Kapitolo, die Stadt der Bücher, ist genau das: Eine Stadt, ein Ort, an dem sich Autorinnen und Autoren treffen, niederlassen und ihrer Muse frönen. Das Besondere an Kapitolo ist, dass sich nicht nur die Menschen hinter der Tastatur hier treffen, immer wieder gelangen auch ihre Figuren aus den Büchern in die Realität.

Nicht umsonst gibt es zwei ganze Polizeieinheiten, die für nichts anderes da sind, als Verbrechen von Romanfiguren aufzuklären, beziehungsweise Taten an in die Realität gewechselte Protagonisten zu verfolgen. Während ersteres Dezernat mit über 100 Beamten gut ausgestattet ist, fristet die Abteilung, die Verbrechen an den Figuren untersucht, ein Nischendasein mit einigen ganz wenigen, überlasteten und abgeschobenen Ermittlern.

Damit noch nicht genug, hat die Obrigkeit bestimmt, dass ein jeder Autor, egal welchen Geschlechts, ihre oder seine Fingerabdrücke registrieren lassen muss. Die in die Realität gewechselten Figuren besitzen nämlich dieselben Fingerabdrücke nur spiegelverdreht - die Autoren haften, im wahrsten Sinne des Wortes, für die Taten ihre Schöpfungen.

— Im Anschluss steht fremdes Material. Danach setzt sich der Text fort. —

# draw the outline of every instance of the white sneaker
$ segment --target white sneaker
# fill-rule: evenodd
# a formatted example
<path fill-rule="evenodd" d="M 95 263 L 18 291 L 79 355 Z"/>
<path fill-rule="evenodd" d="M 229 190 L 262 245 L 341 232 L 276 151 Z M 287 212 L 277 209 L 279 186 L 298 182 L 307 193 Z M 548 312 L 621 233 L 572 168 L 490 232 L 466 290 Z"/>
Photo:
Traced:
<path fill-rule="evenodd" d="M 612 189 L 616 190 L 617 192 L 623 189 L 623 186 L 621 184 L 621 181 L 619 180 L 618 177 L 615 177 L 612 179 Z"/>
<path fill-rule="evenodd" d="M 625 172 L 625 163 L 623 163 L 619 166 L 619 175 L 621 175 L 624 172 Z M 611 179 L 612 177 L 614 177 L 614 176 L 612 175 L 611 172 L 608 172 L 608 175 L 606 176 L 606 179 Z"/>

Kate Kowalski ging das bislang nicht viel an. Sie fristete als Vielschreiberin ihr karges Dasein, veröffentlichte unter drei Pseudonymen ihre Unterhaltungswerke, um ihren Lebensunterhalt zu bestreiten.

Eines Morgens wird sie von der Sonderkommission aufs Revier gebracht. Eine ihrer Figuren wird mit dem Tatort eines Mordes in Verbindung gebracht. Dabei schreibt sie schon extra vorsichtig. Sie hat zwar eine Lizenz für Kriminalromane, passt aber immer höllisch auf, dass sie nur ja keinen Psychopathen oder Serienkiller auf ihre Opfer loslässt.

Kann es sein, dass sie wirklich einen Mörder erschaffen hat, oder was steckt hinter der Tat?

Da hilft nur: Selbst ist die Frau - und Kowalski macht sich daran, das Verbrechen aufzuklären.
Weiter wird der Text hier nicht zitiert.